My only reservation about the music here is that, in spite of the valiant efforts of Nina Flyer, a solo cello, augmented by piano, cannot substitute for a whole orchestra in Carnival of the Animals. But there are many other versions of this piece. The duo will not sound inadequate in The Mother Goose Suite, I think, although, as music, the orchestration is also more satisfying.
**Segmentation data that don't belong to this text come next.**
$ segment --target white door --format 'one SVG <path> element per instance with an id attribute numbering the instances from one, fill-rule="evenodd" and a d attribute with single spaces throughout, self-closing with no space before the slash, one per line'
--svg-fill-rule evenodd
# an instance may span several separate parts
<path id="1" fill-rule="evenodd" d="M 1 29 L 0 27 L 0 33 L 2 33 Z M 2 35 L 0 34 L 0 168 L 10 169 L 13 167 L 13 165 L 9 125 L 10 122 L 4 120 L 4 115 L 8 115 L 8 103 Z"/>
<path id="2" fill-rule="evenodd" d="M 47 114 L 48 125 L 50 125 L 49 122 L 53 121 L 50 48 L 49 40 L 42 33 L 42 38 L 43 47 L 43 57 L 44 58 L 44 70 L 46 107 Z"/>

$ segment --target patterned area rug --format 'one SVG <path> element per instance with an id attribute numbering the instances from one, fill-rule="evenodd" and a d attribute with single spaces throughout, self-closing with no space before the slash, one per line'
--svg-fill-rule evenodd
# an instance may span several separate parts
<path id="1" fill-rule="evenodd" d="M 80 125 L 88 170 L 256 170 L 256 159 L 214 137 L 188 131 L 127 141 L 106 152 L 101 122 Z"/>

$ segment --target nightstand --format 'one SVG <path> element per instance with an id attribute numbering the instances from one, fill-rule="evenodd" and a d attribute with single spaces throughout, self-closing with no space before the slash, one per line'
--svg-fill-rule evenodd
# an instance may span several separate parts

If I may add a personal note, The Story of Ferdinand, on a much earlier recording, was something I enjoyed as a young child. Hearing it now, decades later, I take satisfaction in its spoof of the macho spirit, set right in the Middle of Madrid as it happens here. The thought of all those other fierce bulls, eager to fight, even to their unforeseen deaths in the bull ring, in contrast to Ferdinand's contentment with the delights of nature surprises me with the realization that, if early exposure to this story did not actually help mold my character and personality, it surely reassured me about what I was like.
There is a pocket in the CD case containing fifteen round flash cards, about the size of drinks coasters, on thick, sturdy, glossy paper, with colored cartoon-like pictures of animals on one side and Ogden Nash's poems on the other side.
Recommended for children – and for some simply young at heart.